OpenAI used YouTube videos to train GPT-4 against platform rules, but so did Google

Ben Schoon | Apr 8 2024 - 7:39 am PT

Generative AI models are incredibly impressive, but they’re only as good as the data fed into them. Now, it’s been revealed that OpenAI used YouTube videos to train GPT-4, and YouTube says that was against the platform’s rules.

In a new report from The New York Times, it’s revealed that OpenAI used “over a million” hours of YouTube video transcripts to train GPT-4, its current most advanced generative AI model.

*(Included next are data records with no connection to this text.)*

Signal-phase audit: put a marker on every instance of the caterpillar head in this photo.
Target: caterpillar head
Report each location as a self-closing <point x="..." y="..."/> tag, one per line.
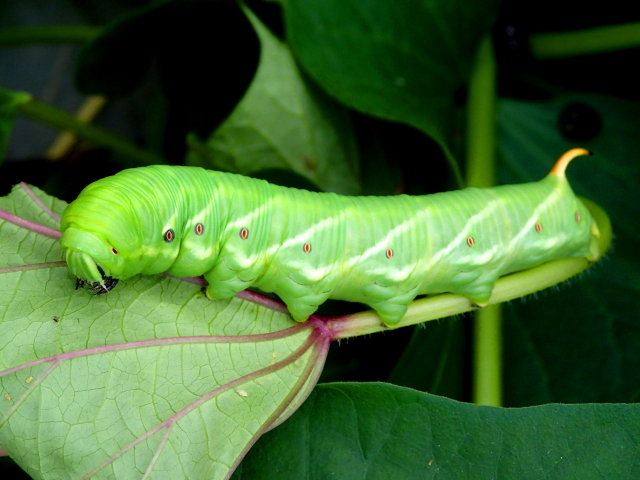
<point x="87" y="256"/>
<point x="99" y="239"/>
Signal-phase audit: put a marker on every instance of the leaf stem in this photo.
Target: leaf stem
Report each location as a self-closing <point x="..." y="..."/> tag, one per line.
<point x="62" y="120"/>
<point x="545" y="46"/>
<point x="481" y="141"/>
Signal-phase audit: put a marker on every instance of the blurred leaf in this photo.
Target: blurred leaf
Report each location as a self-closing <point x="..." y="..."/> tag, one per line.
<point x="284" y="121"/>
<point x="152" y="378"/>
<point x="379" y="431"/>
<point x="402" y="61"/>
<point x="580" y="343"/>
<point x="434" y="360"/>
<point x="9" y="102"/>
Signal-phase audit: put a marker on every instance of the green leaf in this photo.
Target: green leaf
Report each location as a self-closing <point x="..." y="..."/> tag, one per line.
<point x="284" y="121"/>
<point x="9" y="102"/>
<point x="152" y="377"/>
<point x="379" y="431"/>
<point x="579" y="343"/>
<point x="402" y="61"/>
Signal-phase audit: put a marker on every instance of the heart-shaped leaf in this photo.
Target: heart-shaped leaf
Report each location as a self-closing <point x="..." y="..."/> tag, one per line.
<point x="124" y="383"/>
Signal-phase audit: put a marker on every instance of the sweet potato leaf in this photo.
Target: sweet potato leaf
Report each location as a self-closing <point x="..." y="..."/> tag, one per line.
<point x="115" y="384"/>
<point x="283" y="121"/>
<point x="380" y="431"/>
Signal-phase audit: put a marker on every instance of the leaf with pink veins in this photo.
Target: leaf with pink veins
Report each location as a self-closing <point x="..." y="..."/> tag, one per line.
<point x="152" y="379"/>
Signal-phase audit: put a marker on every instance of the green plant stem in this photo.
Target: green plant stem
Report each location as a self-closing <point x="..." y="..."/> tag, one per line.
<point x="62" y="120"/>
<point x="16" y="36"/>
<point x="545" y="46"/>
<point x="507" y="288"/>
<point x="481" y="141"/>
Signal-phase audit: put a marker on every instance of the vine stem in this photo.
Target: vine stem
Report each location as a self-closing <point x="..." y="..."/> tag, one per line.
<point x="61" y="120"/>
<point x="54" y="34"/>
<point x="481" y="141"/>
<point x="506" y="288"/>
<point x="546" y="46"/>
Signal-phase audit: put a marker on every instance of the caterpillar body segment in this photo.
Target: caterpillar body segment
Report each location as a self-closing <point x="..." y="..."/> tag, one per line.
<point x="308" y="247"/>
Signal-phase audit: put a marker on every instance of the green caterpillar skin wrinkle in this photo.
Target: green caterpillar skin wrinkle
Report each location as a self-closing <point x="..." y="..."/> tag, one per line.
<point x="307" y="247"/>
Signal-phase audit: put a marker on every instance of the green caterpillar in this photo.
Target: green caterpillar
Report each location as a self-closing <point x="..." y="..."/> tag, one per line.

This was done using an in-house tool called “Whisper,” which could transcribe audio from YouTube videos which could then be fed into training what would become GPT-4. OpenAI president Greg Brockman, according to the report, was personally involved in picking videos to use for AI training, despite some OpenAI employees expressing concern that this sort of action would be against YouTube’s rules.

OpenAI apparently believed this was “fair use” of the publically available videos, but YouTube said in a statement to The Verge that “both our robots.txt files and Terms of Service prohibit unauthorized scraping or downloading of YouTube content.”

YouTube CEO Neal Mohan expressed that same point during a recent discussion with Bloomberg regarding OpenAI’s video model, Sora, which is due for release later this year. OpenAI is not allowed under YouTube’s terms of service to scrape videos to train its AI.

However, the report also goes on to note that Google has done the same in training its AI models used in Gemini.

Apparently, the company has similarly used YouTube video transcripts to train AI. This report also notes that changes to Google’s terms of service have allowed the company to scrape training data from other publically visible data points on its services including public Google Docs and Sheets files and even reviews left on Maps. It’s said that, despite Google knowing OpenAI was scraping data from YouTube, the company hasn’t acted on its as that might lead to backlash for Google doing the same.

Aggressive means of capturing new data for training more advanced models is likely to continue, as existing data dries up. It’s estimated by AI research institute Epoch that all existing data could be used by 2026, as Google, OpenAI, and others are using data faster than it is being created.